Hari raya Idulfitri di Indonesia identik dengan memberikan salam tempel kepada sanak saudara yang lebih muda berupa uang pecahan kecil yang masih baru.
Namun, alih-alih pergi ke bank untuk menukarkan uang baru, sejumlah masyarakat kerap memilih menukarkannya di jasa penukaran uang baru di pinggir jalan.
Dan meski tidak gratis, masyarakat lebih menyukai menukar uang di pinggir jalan ini lantaran lebih mudah dijangkau.
Melihat fenomena tersebut, Taqy Malik pun mengingatkan soal dosa riba.
"Hati-hati dalam melakukan transaksi, karena dalam Islam akad itu sangat berpengaruh," ujar Taqy Malik dalam video yang dibagikannya di Instagram, Jumat (21/4/2023).
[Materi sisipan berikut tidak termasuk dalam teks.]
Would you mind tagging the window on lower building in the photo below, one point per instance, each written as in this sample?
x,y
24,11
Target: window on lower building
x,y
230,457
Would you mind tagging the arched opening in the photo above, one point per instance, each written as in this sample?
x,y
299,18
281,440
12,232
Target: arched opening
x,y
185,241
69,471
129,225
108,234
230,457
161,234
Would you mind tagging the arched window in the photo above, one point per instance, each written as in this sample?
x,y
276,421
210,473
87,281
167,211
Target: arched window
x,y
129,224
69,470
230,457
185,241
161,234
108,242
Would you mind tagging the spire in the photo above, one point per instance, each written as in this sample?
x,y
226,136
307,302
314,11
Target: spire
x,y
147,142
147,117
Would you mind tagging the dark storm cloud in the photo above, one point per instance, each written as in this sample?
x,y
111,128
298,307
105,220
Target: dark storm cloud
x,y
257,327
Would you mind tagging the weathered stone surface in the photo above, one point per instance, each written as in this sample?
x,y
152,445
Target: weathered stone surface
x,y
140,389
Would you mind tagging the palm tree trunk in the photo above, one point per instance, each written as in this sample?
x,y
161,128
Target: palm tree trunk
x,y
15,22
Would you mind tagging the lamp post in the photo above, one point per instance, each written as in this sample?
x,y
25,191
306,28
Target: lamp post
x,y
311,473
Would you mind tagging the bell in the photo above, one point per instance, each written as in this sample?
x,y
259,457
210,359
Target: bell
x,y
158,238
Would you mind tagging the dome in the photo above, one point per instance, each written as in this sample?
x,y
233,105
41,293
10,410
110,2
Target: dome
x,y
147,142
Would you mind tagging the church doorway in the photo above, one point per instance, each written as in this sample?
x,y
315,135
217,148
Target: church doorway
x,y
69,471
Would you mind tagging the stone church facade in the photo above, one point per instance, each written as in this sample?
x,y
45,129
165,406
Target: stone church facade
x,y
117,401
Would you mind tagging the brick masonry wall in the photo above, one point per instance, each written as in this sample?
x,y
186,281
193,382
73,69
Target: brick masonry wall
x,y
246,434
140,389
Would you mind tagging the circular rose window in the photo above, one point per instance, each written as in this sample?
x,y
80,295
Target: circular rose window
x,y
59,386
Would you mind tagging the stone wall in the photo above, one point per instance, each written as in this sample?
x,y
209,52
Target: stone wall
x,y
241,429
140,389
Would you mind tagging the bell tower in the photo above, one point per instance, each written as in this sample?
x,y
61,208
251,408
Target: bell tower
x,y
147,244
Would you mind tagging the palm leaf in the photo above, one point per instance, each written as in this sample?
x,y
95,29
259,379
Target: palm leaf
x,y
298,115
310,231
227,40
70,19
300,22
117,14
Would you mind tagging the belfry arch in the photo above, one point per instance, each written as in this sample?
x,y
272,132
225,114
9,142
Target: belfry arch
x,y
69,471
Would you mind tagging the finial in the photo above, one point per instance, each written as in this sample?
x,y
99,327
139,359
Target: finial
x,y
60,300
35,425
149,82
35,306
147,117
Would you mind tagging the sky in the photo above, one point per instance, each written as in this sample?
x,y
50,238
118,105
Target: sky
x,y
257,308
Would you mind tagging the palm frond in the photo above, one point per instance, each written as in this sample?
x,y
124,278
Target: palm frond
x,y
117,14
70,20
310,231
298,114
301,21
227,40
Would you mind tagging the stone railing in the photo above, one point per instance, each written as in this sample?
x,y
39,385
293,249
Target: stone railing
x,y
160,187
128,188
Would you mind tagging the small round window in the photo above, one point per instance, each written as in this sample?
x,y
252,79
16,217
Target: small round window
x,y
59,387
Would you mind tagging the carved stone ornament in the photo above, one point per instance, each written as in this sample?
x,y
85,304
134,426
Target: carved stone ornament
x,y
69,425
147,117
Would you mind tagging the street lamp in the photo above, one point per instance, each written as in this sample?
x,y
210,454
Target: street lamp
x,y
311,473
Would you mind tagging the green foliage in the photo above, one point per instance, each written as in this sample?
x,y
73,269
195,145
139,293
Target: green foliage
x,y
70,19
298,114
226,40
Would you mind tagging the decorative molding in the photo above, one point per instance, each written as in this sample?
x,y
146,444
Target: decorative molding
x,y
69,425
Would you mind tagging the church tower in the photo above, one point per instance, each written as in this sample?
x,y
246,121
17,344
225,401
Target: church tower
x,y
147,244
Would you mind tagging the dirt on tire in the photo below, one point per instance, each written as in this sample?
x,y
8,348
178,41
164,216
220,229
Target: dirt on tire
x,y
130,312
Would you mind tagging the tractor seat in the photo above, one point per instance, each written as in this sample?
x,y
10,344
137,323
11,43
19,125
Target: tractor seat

Ia pun memberi contoh mengenai transaksi penukaran uang yang dekat dengan riba.
"Contoh misalnya saya punya uang Rp 100.000, saya pengen tukar menjadi pecahan Rp 10.000. Artinya saya harus dapat 10 lembar. Tapi jasa penukaran uang ini mengembalikan cuma 9 lembar, artinya cuma Rp 90.000," jelas mantan suami Salmafina Sunan ini.
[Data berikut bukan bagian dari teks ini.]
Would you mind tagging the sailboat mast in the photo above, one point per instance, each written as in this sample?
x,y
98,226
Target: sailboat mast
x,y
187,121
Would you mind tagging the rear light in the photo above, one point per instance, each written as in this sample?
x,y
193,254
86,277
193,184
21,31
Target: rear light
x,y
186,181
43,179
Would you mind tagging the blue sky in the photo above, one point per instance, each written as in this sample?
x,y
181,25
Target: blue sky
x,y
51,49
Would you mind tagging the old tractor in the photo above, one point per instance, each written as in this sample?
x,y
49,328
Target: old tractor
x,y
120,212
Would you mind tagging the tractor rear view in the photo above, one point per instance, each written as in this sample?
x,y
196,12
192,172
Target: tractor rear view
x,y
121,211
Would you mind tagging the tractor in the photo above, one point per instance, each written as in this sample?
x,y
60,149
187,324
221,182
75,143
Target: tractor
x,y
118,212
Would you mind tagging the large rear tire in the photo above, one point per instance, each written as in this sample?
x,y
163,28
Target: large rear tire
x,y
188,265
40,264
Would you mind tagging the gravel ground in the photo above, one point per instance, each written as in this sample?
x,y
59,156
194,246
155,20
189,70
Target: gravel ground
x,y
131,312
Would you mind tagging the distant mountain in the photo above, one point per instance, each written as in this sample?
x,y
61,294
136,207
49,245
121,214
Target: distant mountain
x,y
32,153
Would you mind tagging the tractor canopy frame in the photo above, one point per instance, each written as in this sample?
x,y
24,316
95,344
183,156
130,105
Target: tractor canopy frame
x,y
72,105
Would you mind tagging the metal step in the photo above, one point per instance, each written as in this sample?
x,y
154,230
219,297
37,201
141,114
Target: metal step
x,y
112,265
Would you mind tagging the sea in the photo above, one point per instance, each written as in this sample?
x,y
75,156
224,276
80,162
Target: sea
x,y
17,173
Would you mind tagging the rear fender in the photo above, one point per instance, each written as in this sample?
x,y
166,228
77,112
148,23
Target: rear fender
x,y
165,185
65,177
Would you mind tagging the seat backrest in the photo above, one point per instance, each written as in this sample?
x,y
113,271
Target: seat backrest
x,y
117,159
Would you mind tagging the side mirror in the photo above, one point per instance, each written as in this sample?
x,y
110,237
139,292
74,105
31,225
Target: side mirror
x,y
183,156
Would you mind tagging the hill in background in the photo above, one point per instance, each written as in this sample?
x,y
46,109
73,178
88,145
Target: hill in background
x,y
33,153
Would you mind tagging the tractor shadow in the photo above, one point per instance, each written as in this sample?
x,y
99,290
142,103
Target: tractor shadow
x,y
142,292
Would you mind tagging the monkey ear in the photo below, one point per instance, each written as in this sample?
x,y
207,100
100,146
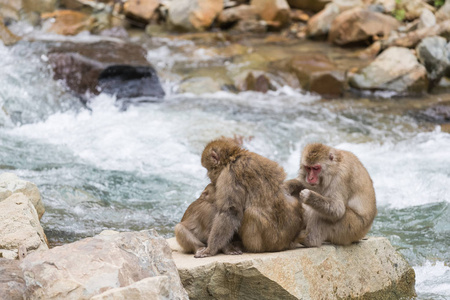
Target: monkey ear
x,y
215,157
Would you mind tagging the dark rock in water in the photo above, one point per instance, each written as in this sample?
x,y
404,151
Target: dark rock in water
x,y
438,114
130,82
114,68
12,282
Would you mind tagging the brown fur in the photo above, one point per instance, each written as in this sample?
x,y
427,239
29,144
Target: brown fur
x,y
193,231
251,200
341,208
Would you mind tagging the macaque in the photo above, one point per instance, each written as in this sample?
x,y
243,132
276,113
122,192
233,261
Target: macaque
x,y
337,194
193,231
251,201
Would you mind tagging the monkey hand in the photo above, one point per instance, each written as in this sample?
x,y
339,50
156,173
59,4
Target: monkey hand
x,y
304,195
203,252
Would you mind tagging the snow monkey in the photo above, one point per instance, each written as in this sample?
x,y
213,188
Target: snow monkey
x,y
250,199
193,231
337,194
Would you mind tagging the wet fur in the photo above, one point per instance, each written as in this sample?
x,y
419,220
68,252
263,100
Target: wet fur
x,y
341,208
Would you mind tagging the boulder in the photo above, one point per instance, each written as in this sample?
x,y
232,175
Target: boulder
x,y
395,69
413,8
313,5
370,269
19,225
435,56
155,288
194,14
7,37
315,73
320,23
444,12
359,24
112,261
67,22
141,9
12,283
115,68
427,19
11,184
276,12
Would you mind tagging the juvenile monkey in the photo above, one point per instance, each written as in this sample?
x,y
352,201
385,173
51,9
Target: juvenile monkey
x,y
251,200
337,193
193,231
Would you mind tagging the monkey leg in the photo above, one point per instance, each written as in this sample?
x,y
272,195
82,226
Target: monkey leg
x,y
330,209
187,240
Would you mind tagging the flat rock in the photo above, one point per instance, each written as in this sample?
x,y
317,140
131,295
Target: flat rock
x,y
110,261
370,269
395,69
19,225
10,184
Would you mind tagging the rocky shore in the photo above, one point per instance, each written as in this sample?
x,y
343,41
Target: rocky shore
x,y
143,265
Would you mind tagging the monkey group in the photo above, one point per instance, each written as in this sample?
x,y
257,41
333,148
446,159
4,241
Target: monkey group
x,y
249,206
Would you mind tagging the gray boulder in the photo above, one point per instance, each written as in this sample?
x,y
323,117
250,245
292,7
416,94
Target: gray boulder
x,y
395,69
112,261
435,56
10,184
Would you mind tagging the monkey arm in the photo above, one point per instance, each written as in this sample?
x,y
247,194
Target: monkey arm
x,y
293,187
329,208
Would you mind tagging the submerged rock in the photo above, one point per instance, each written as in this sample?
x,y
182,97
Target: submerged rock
x,y
360,24
119,69
396,69
12,282
112,261
11,184
370,269
194,14
19,225
435,56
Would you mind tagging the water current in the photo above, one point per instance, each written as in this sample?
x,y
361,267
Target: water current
x,y
98,167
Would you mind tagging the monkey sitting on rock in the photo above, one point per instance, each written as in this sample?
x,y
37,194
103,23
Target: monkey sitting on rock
x,y
337,194
248,199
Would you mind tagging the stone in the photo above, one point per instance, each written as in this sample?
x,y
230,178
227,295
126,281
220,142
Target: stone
x,y
370,269
11,184
113,67
19,225
434,55
413,8
114,262
231,16
443,13
313,5
273,11
194,15
12,282
6,36
316,73
155,288
427,19
141,9
66,22
359,24
395,69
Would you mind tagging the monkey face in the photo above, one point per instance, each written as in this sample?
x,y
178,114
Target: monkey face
x,y
312,174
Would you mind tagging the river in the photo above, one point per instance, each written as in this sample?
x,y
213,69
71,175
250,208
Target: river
x,y
98,167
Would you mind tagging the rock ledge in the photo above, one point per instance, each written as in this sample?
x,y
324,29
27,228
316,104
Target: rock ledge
x,y
370,269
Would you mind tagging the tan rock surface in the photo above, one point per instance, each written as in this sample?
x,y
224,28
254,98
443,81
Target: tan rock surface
x,y
370,269
19,225
10,184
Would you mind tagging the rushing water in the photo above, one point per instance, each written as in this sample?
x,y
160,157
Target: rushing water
x,y
101,168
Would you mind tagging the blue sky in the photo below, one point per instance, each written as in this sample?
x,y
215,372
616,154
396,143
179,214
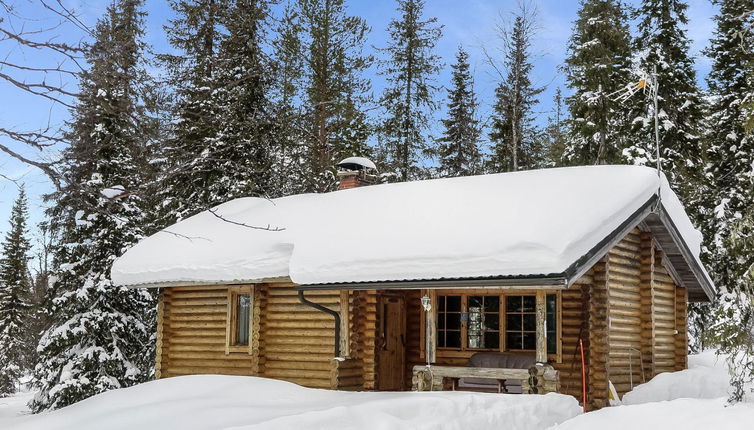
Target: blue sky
x,y
467,22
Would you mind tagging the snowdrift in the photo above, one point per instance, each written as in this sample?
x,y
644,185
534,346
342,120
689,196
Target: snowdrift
x,y
239,402
706,378
686,414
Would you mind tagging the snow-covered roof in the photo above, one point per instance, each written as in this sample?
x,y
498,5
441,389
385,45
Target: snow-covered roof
x,y
514,225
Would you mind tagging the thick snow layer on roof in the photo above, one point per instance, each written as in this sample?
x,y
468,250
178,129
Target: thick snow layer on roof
x,y
214,402
513,224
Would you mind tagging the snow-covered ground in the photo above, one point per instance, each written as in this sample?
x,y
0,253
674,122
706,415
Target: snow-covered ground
x,y
691,399
224,402
695,398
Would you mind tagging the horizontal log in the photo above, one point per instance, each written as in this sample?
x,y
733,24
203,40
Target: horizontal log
x,y
297,373
223,363
208,371
477,372
299,365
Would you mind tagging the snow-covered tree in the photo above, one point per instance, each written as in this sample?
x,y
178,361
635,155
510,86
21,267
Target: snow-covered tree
x,y
662,45
516,144
99,338
289,170
409,98
730,167
597,65
239,162
191,171
15,298
554,134
334,124
458,149
731,328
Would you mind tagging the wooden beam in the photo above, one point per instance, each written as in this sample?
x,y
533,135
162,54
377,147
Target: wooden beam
x,y
541,356
431,329
345,324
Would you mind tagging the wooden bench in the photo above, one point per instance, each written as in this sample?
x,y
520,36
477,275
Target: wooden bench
x,y
537,379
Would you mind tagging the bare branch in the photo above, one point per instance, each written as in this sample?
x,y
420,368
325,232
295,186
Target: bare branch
x,y
268,228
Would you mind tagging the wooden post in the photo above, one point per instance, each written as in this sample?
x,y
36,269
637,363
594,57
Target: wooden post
x,y
541,356
431,329
158,346
345,324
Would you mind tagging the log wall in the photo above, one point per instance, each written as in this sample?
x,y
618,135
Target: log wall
x,y
193,334
574,309
624,296
599,348
364,334
298,340
627,310
646,314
"10 ribunya ke mana? Kata dia ini sebagai jasa. Dalam Islam, itu hukumnya riba. Riba ini dosanya sangat besar," tegas Taqy Malik.
Taqy Malik pun menerangkan lewat sebuah ayat bahwa Allah Subhanahu wa ta'ala memerangi orang yang melakukan riba.
Baca Juga: Ariel Noah Mudik Naik Motor Bebek Termahal di Indonesia, Netizen: Hati-hati Sayang
"Hukum dua-duanya yang menukarkan uang, yang menerima jasa penukaran uang juga kena hukum dosa riba," jelasnya.
Kendati begitu, bukan berarti kita tak bisa menukarkan yang sama sekali di jasa penukaran uang tersebut. Taqy Malik pun memberikan solusi agar kegiatan penukaran uang itu tidak riba.
"Kalau kita punya uang Rp 100.000, maka jasa penukaran uang itu kembalikan juga dengan nominal Rp 100.000, artinya 10 lembar Rp 10.000," jelasnya.
Sedangkan untuk jasanya, Taqy Malik menyarankan untuk dibayar dengan uang yang berbeda.
"Karena kalau langsung dipotong, jumlahnya tidak sesuai dengan uang yang pertama, maka jatuhlah dosa riba," kata lelaki 25 tahun tersebut.